Werner opina. « Vous avez votre licence en droit, hein ?
– Oui, monsieur. J’ai été admis aux deux barreaux de Virginie et du district fédéral. Je n’ai pas encore passé l’examen pour l’Alabama.
– Eh bien, cessez une minute d’être avocat, conseilla Werner. C’était le geste juste, un point c’est tout. J’ai encore le revolver avec lequel j’ai dézingué ce salaud. Un Smith quatre pouces modèle 66. Je le porte même en service, parfois. Dominic, vous avez dû accomplir ce que tout agent aimerait pouvoir réaliser rien qu’une fois dans sa carrière : exercer la justice tout seul. Que cela ne vous donne pas mauvaise conscience.
– Il n’en est rien, monsieur, lui assura Caruso.
Cette petite – Penelope -, je ne pouvais pas la sauver, mais au moins, ce salopard ne récidivera plus. » Il regarda Werner droit dans les yeux. « Vous savez l’effet que ça fait.
– Ouais. » Werner le fixa plus attentivement. « Et vous êtes sûr de ne pas avoir de regrets ?
– J’ai fait une heure de sieste dans l’avion pour venir, monsieur. » Cela dit sans le moindre sourire.
Mais la phrase en fit naître un sur les traits de Werner. Qui hocha la tête. « Ma foi, vous allez recevoir des félicitations officielles du bureau du directeur. Pas de l’ORP. »
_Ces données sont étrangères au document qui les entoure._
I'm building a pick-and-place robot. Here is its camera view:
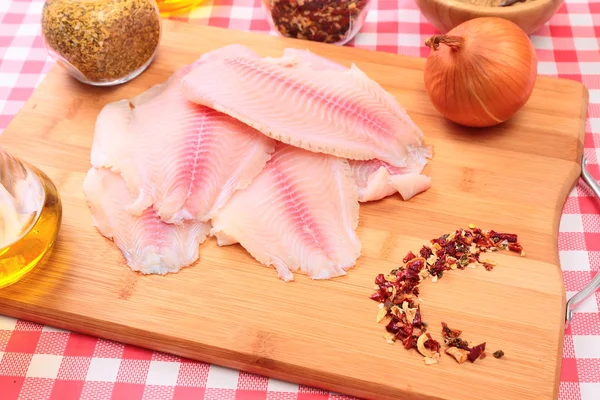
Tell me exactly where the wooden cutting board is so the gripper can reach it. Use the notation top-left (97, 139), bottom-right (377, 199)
top-left (0, 21), bottom-right (588, 400)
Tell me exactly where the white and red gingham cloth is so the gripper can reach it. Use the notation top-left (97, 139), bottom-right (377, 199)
top-left (0, 0), bottom-right (600, 400)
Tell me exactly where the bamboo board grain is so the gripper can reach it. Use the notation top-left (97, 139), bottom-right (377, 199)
top-left (0, 21), bottom-right (588, 400)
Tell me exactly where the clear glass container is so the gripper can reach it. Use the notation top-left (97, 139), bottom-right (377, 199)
top-left (156, 0), bottom-right (205, 16)
top-left (262, 0), bottom-right (371, 45)
top-left (42, 0), bottom-right (162, 86)
top-left (0, 148), bottom-right (62, 288)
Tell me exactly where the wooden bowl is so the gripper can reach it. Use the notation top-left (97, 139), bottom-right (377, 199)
top-left (415, 0), bottom-right (563, 35)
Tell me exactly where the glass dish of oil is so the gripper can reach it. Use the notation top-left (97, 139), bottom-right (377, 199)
top-left (156, 0), bottom-right (205, 16)
top-left (0, 148), bottom-right (62, 288)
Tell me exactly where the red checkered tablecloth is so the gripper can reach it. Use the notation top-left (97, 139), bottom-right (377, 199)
top-left (0, 0), bottom-right (600, 400)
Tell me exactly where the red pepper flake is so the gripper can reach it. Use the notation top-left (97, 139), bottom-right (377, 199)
top-left (265, 0), bottom-right (369, 43)
top-left (402, 251), bottom-right (416, 264)
top-left (467, 342), bottom-right (485, 362)
top-left (442, 322), bottom-right (462, 339)
top-left (370, 226), bottom-right (525, 364)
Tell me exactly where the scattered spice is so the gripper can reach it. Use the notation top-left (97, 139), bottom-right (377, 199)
top-left (444, 347), bottom-right (469, 364)
top-left (370, 224), bottom-right (525, 365)
top-left (266, 0), bottom-right (370, 44)
top-left (468, 342), bottom-right (485, 362)
top-left (494, 350), bottom-right (504, 358)
top-left (42, 0), bottom-right (161, 83)
top-left (498, 0), bottom-right (525, 7)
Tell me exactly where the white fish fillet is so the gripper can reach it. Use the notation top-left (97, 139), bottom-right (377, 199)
top-left (348, 160), bottom-right (431, 202)
top-left (91, 45), bottom-right (275, 223)
top-left (269, 48), bottom-right (432, 202)
top-left (182, 46), bottom-right (430, 167)
top-left (83, 168), bottom-right (210, 275)
top-left (211, 143), bottom-right (361, 281)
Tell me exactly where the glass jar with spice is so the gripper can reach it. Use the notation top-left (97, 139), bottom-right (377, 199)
top-left (262, 0), bottom-right (371, 45)
top-left (42, 0), bottom-right (162, 86)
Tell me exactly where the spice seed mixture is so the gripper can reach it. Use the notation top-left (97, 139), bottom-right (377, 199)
top-left (42, 0), bottom-right (161, 82)
top-left (370, 225), bottom-right (525, 364)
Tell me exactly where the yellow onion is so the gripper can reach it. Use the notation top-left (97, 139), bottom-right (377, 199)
top-left (424, 17), bottom-right (537, 127)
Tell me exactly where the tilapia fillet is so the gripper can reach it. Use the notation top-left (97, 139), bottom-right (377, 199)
top-left (348, 160), bottom-right (431, 202)
top-left (83, 168), bottom-right (210, 275)
top-left (211, 143), bottom-right (361, 281)
top-left (182, 47), bottom-right (428, 167)
top-left (91, 46), bottom-right (275, 223)
top-left (270, 48), bottom-right (432, 202)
Bien que respecté de la base, ce service des « affaires intérieures », cette police des polices, n’en était pas aimé pour autant. On disait que « lorsqu’un homme torture des petits animaux et fait au lit, c’est soit un tueur en série, soit un employé de l’Office des responsabilités professionnelles ».
Werner saisit le dossier de Caruso. « Il y est dit que vous êtes plutôt intelligent… très doué pour les langues, en outre… ça vous dirait de venir à Washington ? Je cherche des gens qui savent réfléchir mais qui ont les pieds sur terre, pour bosser dans ma boutique. »
Une nouvelle affectation, voilà surtout ce qu’entendit l’agent Dominic Caruso.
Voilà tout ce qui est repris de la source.